The 2000 is a less-than-ideal system for QuEChERS work. It's switching speed is not great and the TurboV sources didn't come out until the 3200. You can definitely get 1-2 ppb with conventional QuEChERS on a 4000; actually, a 3200 is more than sufficient. The 2000 also has outdated software that you will absolutely not be happy with.

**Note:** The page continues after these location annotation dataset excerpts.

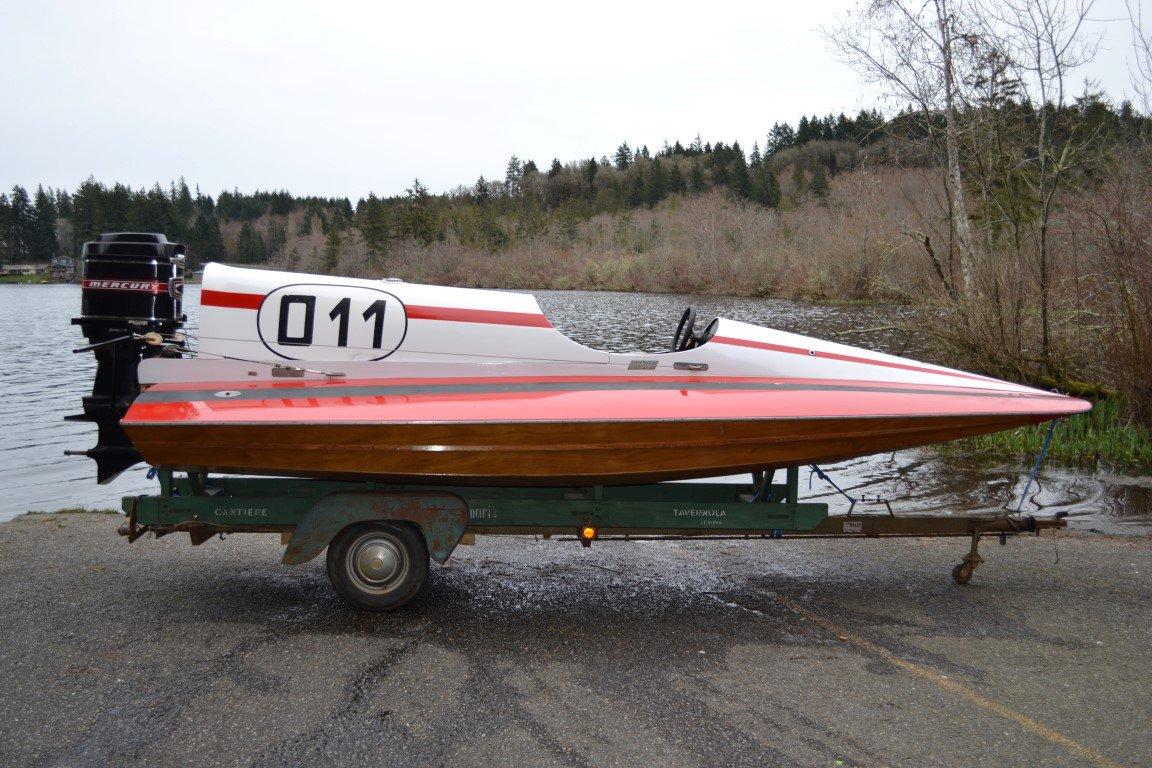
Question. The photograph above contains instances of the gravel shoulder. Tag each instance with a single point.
(531, 652)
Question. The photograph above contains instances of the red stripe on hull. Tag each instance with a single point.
(595, 405)
(230, 299)
(844, 358)
(234, 301)
(492, 317)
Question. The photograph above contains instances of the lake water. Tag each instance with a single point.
(42, 381)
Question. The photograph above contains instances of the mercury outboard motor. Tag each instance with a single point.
(130, 310)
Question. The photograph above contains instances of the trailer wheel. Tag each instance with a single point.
(378, 565)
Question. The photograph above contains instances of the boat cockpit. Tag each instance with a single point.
(687, 337)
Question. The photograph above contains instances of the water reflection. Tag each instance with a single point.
(43, 381)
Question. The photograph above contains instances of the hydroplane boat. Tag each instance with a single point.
(323, 377)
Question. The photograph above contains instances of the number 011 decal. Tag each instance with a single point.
(332, 322)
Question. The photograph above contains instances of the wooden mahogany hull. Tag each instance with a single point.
(546, 454)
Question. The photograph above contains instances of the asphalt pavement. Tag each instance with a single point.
(525, 652)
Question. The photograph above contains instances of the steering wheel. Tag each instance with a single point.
(686, 337)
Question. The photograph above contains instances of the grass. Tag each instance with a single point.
(1107, 434)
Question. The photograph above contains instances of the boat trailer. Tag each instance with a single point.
(379, 537)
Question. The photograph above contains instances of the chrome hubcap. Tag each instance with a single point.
(377, 562)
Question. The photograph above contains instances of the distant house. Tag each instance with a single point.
(63, 268)
(23, 270)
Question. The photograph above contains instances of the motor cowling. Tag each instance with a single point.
(131, 298)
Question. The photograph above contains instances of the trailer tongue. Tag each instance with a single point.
(380, 534)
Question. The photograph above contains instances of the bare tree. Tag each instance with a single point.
(916, 51)
(1043, 42)
(1142, 65)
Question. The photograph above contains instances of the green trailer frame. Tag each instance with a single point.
(311, 515)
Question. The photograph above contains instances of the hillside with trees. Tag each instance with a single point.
(1012, 213)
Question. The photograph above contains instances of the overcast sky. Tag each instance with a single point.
(343, 98)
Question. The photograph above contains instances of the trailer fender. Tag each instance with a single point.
(440, 516)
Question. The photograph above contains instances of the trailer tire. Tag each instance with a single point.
(378, 565)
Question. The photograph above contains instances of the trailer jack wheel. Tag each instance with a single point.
(378, 565)
(962, 573)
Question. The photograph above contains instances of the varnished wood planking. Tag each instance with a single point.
(543, 453)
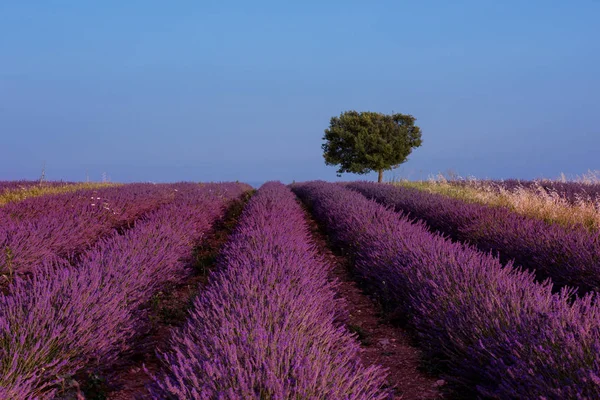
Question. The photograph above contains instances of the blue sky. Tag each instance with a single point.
(226, 90)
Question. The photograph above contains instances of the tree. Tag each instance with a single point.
(361, 142)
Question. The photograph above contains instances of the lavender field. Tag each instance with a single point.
(312, 290)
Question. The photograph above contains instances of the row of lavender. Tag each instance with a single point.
(38, 229)
(573, 192)
(70, 319)
(501, 334)
(267, 326)
(569, 256)
(25, 184)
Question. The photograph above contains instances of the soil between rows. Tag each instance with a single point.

Your example of a QuEChERS extraction is flawed. A conventional extraction for fruits and vegetables (the matrices QuEChERS is validated for) is 15 grams of sample extracted with 15 mL of acetonitrile. You then can perform a solvent exchange. Depending upon the pesticides you are interested in you might be able to concentrate the extract if needed, say 5 mL of the ACN evaporated and reconstituted in 1 mL of 80:20 water:ACN. This is completely dependent upon the pesticide and the matrix.

There is no reason that I can think of that you would only extract 1 gram of sample unless you are working with a matrix that is non fruit/vegetable (such as marijuana) that has extraordinarily high co-extracted material. In any case you would still extract the 15 grams (since that is the validated method) and then dilute the extract.

We currently dilute most of our QuEChERS extracts a factor of 5-10 before running them in order to avoid matrix issues. We are running older MicroMass triple quads and have plenty of sensitivity to see 1-2 ppb of >95% of the pesticides we look for on LC-MS/MS. Be advised that most of the issues you will run into have to do with ionization source limitations; we still heavily rely on GC-MS since many of the pesticides of interest do not ionize under ESI conditions.